Record memory allocation profileAnother option is to send multiple simultaneous requests to your server and create multiple snapshots during the processing of these requests (it is assumed that the server is asynchronous, as a result, some snapshots can be much more than others, indicating a problem). We bombarded the server with queries and made snapshots. Some of them were very large. The study of these snapshots can be done to identify the source of the problem.
Snapshot analysis
Now we have data that may well help find the culprits of memory problems. In particular, we consider the analysis of the situation in which the sizes of successively made snepshots grow. Here is one of the snapshots that is loaded in the Memory tab of the Chrome developer tools.
Examining memory leaks - all features point to our email serviceThe Retained Size is the size of the memory freed after an object is deleted along with its dependent objects that are not reachable from the root object.
You can start the analysis by sorting the list in descending order by the Retained Size parameter, and then proceed to the study of large objects. In our case, the function names pointed to the part of the code that caused the problem.

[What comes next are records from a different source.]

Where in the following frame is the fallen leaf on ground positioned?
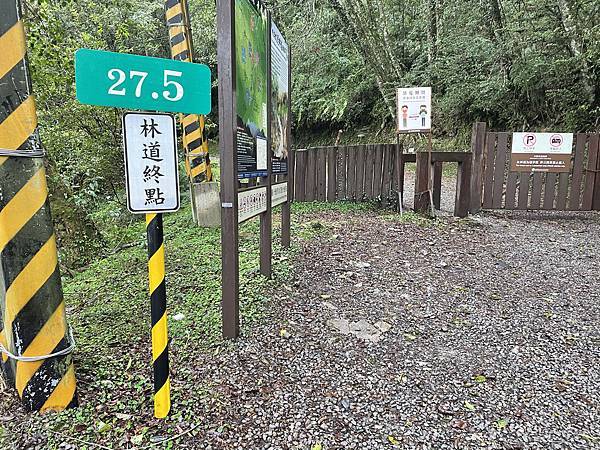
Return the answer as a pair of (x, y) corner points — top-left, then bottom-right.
(464, 401), (476, 411)
(496, 419), (508, 430)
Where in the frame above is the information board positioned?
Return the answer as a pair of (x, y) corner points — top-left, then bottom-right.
(272, 182), (288, 207)
(75, 49), (211, 115)
(511, 132), (574, 173)
(235, 0), (268, 179)
(238, 187), (268, 223)
(397, 87), (432, 133)
(122, 112), (180, 213)
(270, 22), (290, 175)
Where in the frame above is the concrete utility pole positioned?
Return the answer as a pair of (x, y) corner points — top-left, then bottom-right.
(0, 0), (77, 411)
(165, 0), (220, 226)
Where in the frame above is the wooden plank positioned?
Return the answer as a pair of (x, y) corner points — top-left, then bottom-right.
(582, 134), (599, 210)
(363, 144), (375, 200)
(470, 122), (487, 213)
(305, 149), (316, 201)
(327, 147), (337, 202)
(336, 146), (347, 200)
(317, 147), (327, 201)
(505, 172), (518, 209)
(372, 144), (384, 198)
(396, 139), (405, 197)
(517, 173), (530, 210)
(455, 157), (472, 218)
(346, 146), (357, 200)
(556, 172), (570, 210)
(354, 145), (366, 200)
(593, 134), (600, 210)
(294, 151), (306, 202)
(432, 162), (442, 210)
(381, 144), (393, 205)
(543, 173), (558, 210)
(482, 133), (497, 209)
(414, 152), (431, 214)
(568, 133), (587, 210)
(530, 173), (544, 209)
(492, 132), (509, 208)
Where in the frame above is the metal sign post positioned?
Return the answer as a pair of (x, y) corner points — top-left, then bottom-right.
(122, 112), (179, 418)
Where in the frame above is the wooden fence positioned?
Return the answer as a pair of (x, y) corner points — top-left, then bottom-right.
(293, 144), (402, 204)
(479, 132), (600, 211)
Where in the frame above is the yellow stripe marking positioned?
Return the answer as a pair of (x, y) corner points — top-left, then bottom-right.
(15, 303), (66, 395)
(148, 245), (165, 294)
(0, 21), (26, 78)
(182, 115), (197, 127)
(151, 314), (168, 361)
(0, 96), (38, 150)
(4, 235), (58, 333)
(154, 378), (171, 418)
(0, 167), (47, 252)
(186, 129), (202, 143)
(0, 333), (8, 362)
(171, 41), (188, 57)
(0, 156), (8, 166)
(41, 364), (76, 412)
(166, 5), (183, 21)
(191, 163), (206, 179)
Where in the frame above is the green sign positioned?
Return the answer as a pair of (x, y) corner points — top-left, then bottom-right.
(75, 49), (211, 115)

Since we were confident that we had a memory leak, we knew that the study should start with a search for variables with the wrong scope. We opened the mail service
index.js
file and immediately found the module level variable at the top of the file.
const timers = {};
We dealt with all of this, made the necessary changes, tested the project several times and finally fixed the memory leak.
The second problem was harder to debug, but then the same approach worked. Below is the memory allocation profile that we recorded using the Chrome developer tools and the Node -
--inspect
key.
Search for perpetrators of excessive memory useJust as when analyzing data during a memory leak search, many of the names of functions and objects cannot be recognized at a glance, since they are at a lower level than the code they write for Node.js. In a situation like this, meet an unfamiliar name and write it down.

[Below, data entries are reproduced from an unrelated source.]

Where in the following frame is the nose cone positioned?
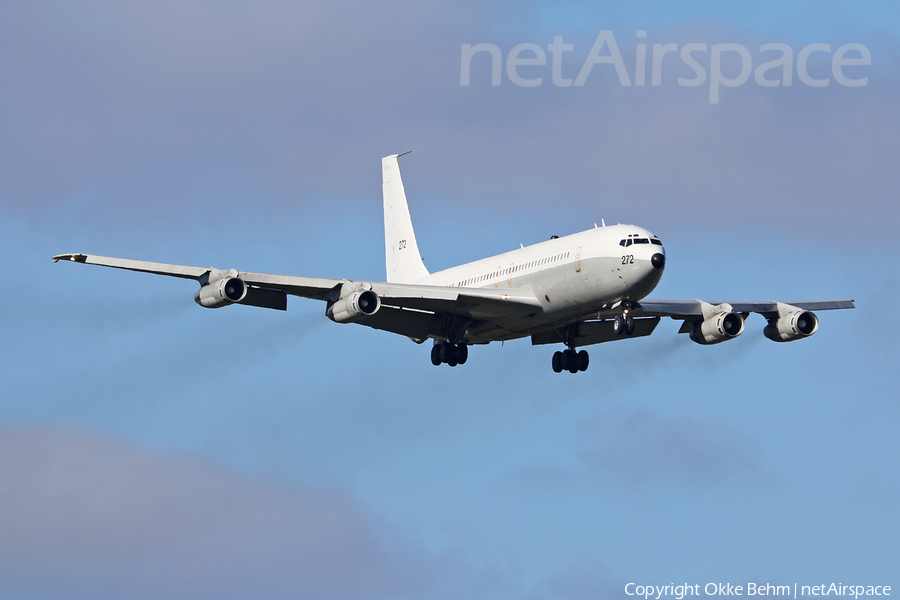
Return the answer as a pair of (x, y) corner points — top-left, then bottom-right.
(651, 253), (666, 269)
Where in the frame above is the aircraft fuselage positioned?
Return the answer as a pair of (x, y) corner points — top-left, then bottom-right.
(420, 224), (666, 344)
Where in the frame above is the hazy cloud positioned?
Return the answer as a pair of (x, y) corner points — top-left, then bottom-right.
(0, 424), (429, 600)
(579, 409), (769, 488)
(527, 559), (626, 600)
(1, 3), (897, 239)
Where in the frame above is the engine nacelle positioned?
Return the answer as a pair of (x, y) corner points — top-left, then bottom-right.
(326, 288), (381, 323)
(194, 276), (247, 309)
(690, 311), (745, 345)
(764, 310), (818, 342)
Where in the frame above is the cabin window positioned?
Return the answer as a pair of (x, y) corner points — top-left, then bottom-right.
(651, 239), (662, 245)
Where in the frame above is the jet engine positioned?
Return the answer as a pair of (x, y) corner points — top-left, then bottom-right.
(326, 287), (381, 323)
(689, 302), (745, 345)
(764, 310), (818, 342)
(194, 270), (247, 309)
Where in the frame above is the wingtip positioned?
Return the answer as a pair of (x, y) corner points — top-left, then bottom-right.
(52, 253), (87, 263)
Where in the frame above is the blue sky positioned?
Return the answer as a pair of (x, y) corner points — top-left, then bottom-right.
(1, 2), (897, 599)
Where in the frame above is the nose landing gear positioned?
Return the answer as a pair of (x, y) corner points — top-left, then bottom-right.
(613, 312), (635, 336)
(613, 302), (634, 335)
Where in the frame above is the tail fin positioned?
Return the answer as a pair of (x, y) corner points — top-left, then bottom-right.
(382, 153), (429, 283)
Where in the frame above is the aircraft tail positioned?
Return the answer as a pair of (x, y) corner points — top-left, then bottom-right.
(382, 153), (429, 283)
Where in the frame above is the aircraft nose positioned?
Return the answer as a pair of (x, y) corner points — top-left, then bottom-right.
(651, 253), (666, 269)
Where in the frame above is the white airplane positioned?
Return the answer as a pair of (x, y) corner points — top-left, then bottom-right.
(54, 153), (854, 373)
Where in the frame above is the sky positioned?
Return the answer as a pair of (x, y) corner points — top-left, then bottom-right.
(1, 2), (898, 599)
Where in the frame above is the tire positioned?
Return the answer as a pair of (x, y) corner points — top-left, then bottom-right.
(565, 349), (579, 374)
(439, 342), (453, 363)
(577, 350), (589, 372)
(431, 344), (442, 366)
(614, 315), (625, 335)
(456, 344), (468, 365)
(446, 343), (458, 367)
(552, 351), (564, 373)
(625, 315), (635, 336)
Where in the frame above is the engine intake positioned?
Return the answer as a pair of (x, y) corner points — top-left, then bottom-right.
(689, 302), (744, 345)
(327, 287), (381, 323)
(194, 270), (247, 309)
(764, 310), (818, 342)
(690, 311), (745, 345)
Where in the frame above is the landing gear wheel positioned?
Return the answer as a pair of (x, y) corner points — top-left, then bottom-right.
(446, 344), (458, 367)
(577, 350), (589, 372)
(430, 345), (442, 366)
(614, 314), (626, 335)
(564, 349), (579, 374)
(439, 342), (452, 364)
(625, 315), (635, 336)
(552, 351), (564, 373)
(456, 344), (468, 365)
(433, 342), (468, 367)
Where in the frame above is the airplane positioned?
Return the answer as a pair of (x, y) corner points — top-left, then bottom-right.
(53, 153), (854, 374)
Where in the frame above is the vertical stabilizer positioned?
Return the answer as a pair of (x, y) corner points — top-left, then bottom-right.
(383, 153), (429, 283)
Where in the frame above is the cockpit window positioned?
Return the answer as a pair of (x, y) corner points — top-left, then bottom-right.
(621, 235), (658, 246)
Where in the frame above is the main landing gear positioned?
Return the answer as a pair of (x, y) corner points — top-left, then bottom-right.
(431, 342), (468, 367)
(550, 309), (635, 373)
(552, 348), (589, 374)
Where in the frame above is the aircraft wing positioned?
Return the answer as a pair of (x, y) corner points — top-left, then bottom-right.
(634, 298), (855, 319)
(52, 253), (209, 279)
(371, 282), (541, 320)
(531, 317), (661, 347)
(629, 298), (854, 338)
(52, 252), (541, 330)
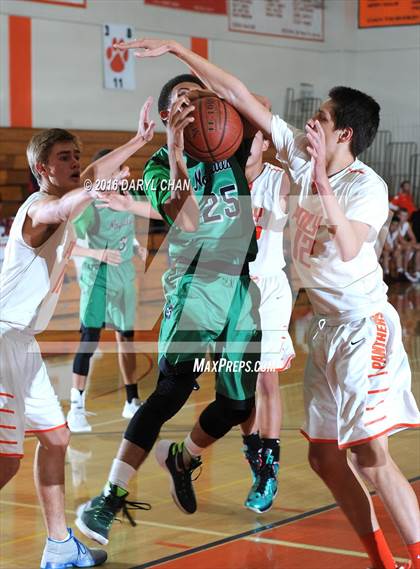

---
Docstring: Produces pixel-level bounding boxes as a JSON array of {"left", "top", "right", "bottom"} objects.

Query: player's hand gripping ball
[{"left": 183, "top": 93, "right": 244, "bottom": 163}]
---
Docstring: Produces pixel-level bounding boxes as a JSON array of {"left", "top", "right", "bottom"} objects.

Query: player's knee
[
  {"left": 0, "top": 457, "right": 20, "bottom": 488},
  {"left": 257, "top": 371, "right": 278, "bottom": 398},
  {"left": 199, "top": 395, "right": 255, "bottom": 439},
  {"left": 73, "top": 327, "right": 101, "bottom": 375},
  {"left": 350, "top": 442, "right": 387, "bottom": 472},
  {"left": 115, "top": 331, "right": 134, "bottom": 344},
  {"left": 308, "top": 445, "right": 337, "bottom": 480},
  {"left": 125, "top": 371, "right": 195, "bottom": 451},
  {"left": 37, "top": 425, "right": 70, "bottom": 453}
]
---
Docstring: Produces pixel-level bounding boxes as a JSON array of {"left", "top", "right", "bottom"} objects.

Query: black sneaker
[
  {"left": 155, "top": 440, "right": 202, "bottom": 514},
  {"left": 75, "top": 484, "right": 151, "bottom": 545},
  {"left": 243, "top": 446, "right": 261, "bottom": 484}
]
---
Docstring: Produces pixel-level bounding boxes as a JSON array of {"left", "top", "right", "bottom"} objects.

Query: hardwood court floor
[{"left": 0, "top": 283, "right": 419, "bottom": 569}]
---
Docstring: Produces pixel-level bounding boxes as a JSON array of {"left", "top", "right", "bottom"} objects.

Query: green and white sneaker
[
  {"left": 245, "top": 449, "right": 279, "bottom": 514},
  {"left": 75, "top": 484, "right": 151, "bottom": 545}
]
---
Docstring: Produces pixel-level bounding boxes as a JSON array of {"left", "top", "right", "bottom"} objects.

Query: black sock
[
  {"left": 261, "top": 438, "right": 280, "bottom": 463},
  {"left": 125, "top": 383, "right": 139, "bottom": 403},
  {"left": 242, "top": 433, "right": 262, "bottom": 453}
]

The memory allocation profile led us to one of the functions,
recordFromSnapshot
, it became a good starting point. Our study of the heap snapshot, which was not particularly different from the research performed when searching for a memory leak, allowed us to detect a very large
target
object. It was a variable declared inside the
recordFromSnapshot
function. This variable remained from the old version of the application, it was no longer needed. By getting rid of it, we corrected the situation with excessive use of memory and accelerated the process, which previously took 40 seconds, to about 10 seconds. In this process, no additional memory was required.
Results
The two memory problems described above caused us to slow down the development of our project, which was very fast before that, and analyze the server's performance. Now we understand the features of server performance at a much deeper level than before, and we know how long it takes to perform certain functions normally and how much memory they use. We have a much better understanding of what resources we need to further scale the project. And, most importantly, we stopped being afraid of memory problems and stopped waiting for them to appear in the future.
Dear readers! Have you encountered memory problems in Node.js? If yes, please tell us how you solved them.